The reason General Hieu achieved numerous results in the Pacification program was his focus in strengthening combat capabilities of units of Regional Forces and Popular Forces, by having leaders and deputy leaders of these forces take turn undergoing company leadership traning at Phu Tai training center reserved for regular army officers of 22nd Division. He was able to entrust the Regional Forces and Popular Forces with 90% of the territorial security task, enabling the 22d Division to free more of its battalions to conduct sustained mobile offensive operations.
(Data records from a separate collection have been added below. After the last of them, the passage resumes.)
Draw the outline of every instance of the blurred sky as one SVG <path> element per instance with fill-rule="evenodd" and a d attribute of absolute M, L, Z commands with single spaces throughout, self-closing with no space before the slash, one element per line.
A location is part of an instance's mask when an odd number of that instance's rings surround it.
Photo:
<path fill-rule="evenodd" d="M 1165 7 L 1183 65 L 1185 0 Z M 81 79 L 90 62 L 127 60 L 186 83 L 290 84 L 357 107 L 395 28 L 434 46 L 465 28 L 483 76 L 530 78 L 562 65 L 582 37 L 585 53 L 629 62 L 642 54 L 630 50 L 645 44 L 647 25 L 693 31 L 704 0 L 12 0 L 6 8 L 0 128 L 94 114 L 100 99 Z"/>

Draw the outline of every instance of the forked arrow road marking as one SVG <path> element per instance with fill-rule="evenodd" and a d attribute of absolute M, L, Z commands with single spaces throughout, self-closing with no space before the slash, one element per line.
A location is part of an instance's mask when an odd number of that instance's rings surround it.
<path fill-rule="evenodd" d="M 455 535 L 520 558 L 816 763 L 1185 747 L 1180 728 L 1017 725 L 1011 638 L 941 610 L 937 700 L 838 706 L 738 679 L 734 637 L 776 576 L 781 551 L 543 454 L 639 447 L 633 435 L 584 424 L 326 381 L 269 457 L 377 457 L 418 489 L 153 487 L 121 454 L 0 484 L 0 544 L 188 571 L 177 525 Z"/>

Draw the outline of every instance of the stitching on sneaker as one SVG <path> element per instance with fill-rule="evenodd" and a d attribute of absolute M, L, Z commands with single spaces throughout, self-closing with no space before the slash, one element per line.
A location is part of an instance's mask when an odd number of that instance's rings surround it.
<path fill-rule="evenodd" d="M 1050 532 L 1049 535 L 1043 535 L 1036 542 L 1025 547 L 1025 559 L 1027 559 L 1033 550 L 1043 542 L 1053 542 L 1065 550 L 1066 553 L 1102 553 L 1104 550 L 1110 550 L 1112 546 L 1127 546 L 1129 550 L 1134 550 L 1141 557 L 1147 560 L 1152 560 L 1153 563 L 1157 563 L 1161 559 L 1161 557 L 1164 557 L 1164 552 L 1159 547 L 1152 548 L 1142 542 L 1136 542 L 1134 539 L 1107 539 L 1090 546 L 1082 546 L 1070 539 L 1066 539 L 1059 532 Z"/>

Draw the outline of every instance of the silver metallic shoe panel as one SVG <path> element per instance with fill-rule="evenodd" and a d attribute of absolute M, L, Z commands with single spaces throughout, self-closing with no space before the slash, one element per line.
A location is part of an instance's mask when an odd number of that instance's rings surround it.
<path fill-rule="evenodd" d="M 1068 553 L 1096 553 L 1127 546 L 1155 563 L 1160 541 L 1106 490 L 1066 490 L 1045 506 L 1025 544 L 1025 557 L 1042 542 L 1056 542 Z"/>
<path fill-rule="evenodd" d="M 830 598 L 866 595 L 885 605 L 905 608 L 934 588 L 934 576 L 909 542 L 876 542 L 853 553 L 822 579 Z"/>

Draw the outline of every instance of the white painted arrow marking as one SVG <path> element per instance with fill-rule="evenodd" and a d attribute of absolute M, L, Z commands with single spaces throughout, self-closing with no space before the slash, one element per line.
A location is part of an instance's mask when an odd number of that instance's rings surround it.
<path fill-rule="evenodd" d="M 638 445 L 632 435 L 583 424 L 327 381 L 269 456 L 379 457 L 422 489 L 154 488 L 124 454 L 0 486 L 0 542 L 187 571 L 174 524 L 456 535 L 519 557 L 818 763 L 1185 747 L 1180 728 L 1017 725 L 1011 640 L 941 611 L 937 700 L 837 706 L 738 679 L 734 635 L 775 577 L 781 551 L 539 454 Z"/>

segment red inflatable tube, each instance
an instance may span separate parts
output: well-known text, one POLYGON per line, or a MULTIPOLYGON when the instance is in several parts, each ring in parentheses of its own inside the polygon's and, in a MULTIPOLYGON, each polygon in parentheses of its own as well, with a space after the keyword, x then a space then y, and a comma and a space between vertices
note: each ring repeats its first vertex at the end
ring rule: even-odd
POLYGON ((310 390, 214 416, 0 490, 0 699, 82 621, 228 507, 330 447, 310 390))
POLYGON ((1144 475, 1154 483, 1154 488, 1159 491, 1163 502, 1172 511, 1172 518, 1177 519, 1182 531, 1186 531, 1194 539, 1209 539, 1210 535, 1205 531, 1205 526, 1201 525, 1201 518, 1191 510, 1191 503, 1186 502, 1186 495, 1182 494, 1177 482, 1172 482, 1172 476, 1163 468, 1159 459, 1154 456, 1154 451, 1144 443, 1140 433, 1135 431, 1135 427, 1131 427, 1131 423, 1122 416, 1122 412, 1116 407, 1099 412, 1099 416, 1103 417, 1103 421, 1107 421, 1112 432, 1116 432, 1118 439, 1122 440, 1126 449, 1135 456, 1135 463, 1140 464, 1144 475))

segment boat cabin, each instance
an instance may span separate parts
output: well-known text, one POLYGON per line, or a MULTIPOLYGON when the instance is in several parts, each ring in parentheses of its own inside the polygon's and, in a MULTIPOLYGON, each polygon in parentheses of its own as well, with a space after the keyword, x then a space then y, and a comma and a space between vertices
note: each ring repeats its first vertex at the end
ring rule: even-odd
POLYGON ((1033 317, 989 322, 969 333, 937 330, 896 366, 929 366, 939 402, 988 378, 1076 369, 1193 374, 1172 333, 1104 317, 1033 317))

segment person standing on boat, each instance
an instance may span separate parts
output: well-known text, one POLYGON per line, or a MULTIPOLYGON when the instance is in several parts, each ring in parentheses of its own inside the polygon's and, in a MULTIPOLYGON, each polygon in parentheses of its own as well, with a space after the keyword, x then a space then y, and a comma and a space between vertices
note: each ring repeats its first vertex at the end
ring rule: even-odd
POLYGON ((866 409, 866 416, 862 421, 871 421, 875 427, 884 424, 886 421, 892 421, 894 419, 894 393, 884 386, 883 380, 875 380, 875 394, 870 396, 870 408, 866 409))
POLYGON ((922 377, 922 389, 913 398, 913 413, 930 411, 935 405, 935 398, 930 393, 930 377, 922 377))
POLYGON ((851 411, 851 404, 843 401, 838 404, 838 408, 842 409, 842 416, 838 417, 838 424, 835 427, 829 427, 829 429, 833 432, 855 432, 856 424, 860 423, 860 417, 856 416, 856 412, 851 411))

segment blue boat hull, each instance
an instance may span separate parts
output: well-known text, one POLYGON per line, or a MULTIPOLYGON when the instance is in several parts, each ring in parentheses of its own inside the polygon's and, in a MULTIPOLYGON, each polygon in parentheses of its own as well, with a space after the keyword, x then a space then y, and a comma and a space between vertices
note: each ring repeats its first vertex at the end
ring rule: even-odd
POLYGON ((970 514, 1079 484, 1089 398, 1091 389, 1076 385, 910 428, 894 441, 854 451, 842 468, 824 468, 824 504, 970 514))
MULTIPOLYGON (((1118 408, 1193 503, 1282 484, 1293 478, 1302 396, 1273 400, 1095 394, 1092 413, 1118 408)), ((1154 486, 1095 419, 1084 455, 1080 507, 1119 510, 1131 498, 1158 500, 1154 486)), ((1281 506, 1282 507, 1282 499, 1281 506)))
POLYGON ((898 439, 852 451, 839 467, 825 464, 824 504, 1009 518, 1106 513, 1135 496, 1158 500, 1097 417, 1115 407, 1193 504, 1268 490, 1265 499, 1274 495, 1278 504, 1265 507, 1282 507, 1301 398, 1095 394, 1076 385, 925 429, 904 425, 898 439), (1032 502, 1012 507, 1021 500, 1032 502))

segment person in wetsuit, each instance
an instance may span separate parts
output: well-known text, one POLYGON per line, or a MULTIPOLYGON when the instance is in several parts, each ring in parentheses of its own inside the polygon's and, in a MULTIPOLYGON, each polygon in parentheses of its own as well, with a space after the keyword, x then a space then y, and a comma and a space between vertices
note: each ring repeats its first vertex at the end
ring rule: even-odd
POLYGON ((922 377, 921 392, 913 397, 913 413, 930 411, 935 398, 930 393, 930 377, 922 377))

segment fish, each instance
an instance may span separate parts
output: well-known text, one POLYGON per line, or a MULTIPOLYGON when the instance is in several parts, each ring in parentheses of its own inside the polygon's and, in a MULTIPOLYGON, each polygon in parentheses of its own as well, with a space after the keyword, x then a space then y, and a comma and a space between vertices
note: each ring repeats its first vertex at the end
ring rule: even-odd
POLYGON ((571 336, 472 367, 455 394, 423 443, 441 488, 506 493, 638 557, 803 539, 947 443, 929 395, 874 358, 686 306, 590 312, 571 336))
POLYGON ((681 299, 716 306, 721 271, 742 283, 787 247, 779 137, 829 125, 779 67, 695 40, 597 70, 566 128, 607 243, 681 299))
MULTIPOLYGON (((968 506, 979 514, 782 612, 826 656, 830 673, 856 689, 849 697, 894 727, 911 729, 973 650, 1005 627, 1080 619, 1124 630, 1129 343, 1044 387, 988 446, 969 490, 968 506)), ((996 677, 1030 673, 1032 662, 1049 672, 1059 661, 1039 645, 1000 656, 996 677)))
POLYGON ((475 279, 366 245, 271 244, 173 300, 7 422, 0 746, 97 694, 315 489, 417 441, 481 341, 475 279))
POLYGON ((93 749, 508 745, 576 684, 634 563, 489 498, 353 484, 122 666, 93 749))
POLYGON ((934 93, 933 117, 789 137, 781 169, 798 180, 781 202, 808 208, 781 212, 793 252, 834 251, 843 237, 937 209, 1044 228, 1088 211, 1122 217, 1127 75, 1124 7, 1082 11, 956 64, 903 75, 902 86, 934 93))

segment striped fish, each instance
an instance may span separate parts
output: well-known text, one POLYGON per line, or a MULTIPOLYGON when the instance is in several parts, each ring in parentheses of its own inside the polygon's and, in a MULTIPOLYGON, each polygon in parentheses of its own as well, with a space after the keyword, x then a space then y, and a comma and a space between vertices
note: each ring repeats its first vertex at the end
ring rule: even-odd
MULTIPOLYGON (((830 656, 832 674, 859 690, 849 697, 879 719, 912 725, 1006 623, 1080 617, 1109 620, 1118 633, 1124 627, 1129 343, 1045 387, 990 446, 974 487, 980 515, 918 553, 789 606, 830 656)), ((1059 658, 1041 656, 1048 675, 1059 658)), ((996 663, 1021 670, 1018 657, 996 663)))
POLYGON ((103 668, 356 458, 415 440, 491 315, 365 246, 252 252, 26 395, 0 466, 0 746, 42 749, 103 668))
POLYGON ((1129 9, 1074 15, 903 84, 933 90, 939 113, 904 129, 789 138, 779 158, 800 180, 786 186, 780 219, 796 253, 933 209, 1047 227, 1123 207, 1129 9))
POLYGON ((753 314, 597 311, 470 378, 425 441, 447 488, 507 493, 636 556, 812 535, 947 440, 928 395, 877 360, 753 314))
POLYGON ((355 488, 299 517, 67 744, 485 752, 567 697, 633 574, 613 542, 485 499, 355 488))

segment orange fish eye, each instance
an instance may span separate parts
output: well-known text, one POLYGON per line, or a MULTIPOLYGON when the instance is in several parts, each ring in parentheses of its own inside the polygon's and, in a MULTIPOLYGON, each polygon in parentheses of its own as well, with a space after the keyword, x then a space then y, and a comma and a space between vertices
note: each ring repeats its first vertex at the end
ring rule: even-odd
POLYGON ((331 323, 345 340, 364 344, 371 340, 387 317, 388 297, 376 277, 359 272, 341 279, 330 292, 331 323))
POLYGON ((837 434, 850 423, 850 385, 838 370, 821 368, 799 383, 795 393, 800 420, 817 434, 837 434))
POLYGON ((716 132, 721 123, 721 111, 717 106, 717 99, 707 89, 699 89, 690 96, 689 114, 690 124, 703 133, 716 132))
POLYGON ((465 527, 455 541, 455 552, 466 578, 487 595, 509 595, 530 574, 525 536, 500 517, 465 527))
In a matter related to Pacification program, Colonel Trinh Tieu recounted General Hieu clashed heavily with US I Fiel Force Commanding General :
In order to defend the sovereignty of the ARVN, General Hieu had to stand up against the American Commanding Lieutenant General of the 1st Field Task Force stationed in Nhatrang, who ordered the 22nd Division to put an infantry regiment commanded by a colonel under the disposition (OPCON) of a captain commander of a district in the Pacification and Development Program. This issue led to a complicated and heated argument, and General Lu Lan, the Commanding General of 2nd Corps had to step in to mediate both sides.
Nevertheless, General Larsen, US I Field Force Commander, showed fairness in recognizing 22nd Infantry Divisionís achievement in the pacification program and General Hieuís exceptional leadership in his report dated August 11, 1967 sent to the Deputy Secretary of Defense:
15. The 22d ARVN Infantry Division has worked closely and continuously with the US 1st Air Cavalry Division for the past ten months and has contributed measurably to the outstanding successes in Binh Dinh Province. The recognizable improvement in the ARVN combat effort and leadership are encouraging to the US commanders who work with these units.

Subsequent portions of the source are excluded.